Inhalational
anthrax is caused by spores of the bacterium Bacillus anthracis (B. anthracis), and is an extremely dangerous disease that can kill unvaccinated victims within 2 weeks. Modern
antibiotic-based
therapy can increase the survival rate to ∼50%, but only if administered presymptomatically (within 24-48 h of exposure). To discover host signaling responses to presymptomatic
anthrax, label-free quantitative phosphoproteomics via liquid chromatography coupled to mass spectrometry was used to compare spleens from uninfected and spore-challenged mice over a 72 h time-course. Spleen
proteins were denatured using
urea, reduced using
dithiothreitol, alkylated using
iodoacetamide, and digested into
peptides using
trypsin, and the resulting
phosphopeptides were enriched using
titanium dioxide solid-phase extraction and analyzed by nano-liquid chromatography-Linear Trap Quadrupole-Orbitrap-MS(/MS). The fragment ion spectra were processed using DeconMSn and searched using both Mascot and SEQUEST resulting in 252,626 confident identifications of 6248
phosphopeptides (corresponding to 5782 phosphorylation sites). The precursor ion spectra were deisotoped using Decon2LS and aligned using MultiAlign resulting in the confident quantitation of 3265 of the identified
phosphopeptides. ANOVAs were used to produce a q-value ranked list of host signaling responses. Late-stage (48-72 h postchallenge) Sterne strain (lethal)
infections resulted in global alterations to the spleen phosphoproteome. In contrast, ΔSterne strain (asymptomatic; missing the
anthrax toxin)
infections resulted in 188 (5.8%) significantly altered (q<0.05)
phosphopeptides. Twenty-six highly tentative phosphorylation responses to early-stage (24 h postchallenge)
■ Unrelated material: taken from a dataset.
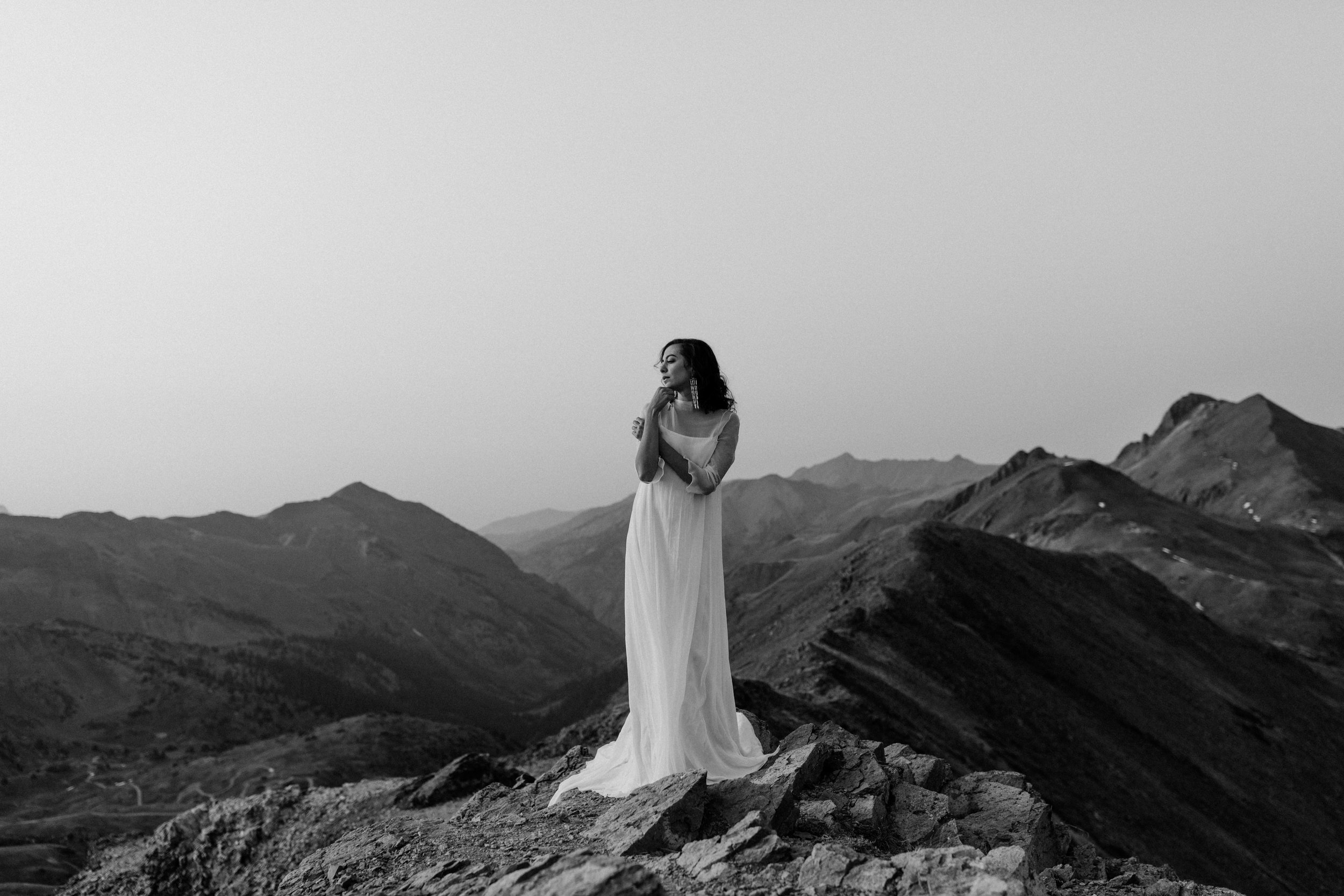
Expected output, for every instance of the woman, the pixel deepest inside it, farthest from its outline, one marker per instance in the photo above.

anthrax were discovered (q<0.5), and ten of these originated from eight
proteins that have known roles in the host immune response. These tentative early-
anthrax host response signaling events within mouse spleens may translate into presymptomatic diagnostic
biomarkers of human
anthrax detectable within circulating immune cells, and could aid in the identification of pathogenic mechanisms and therapeutic targets.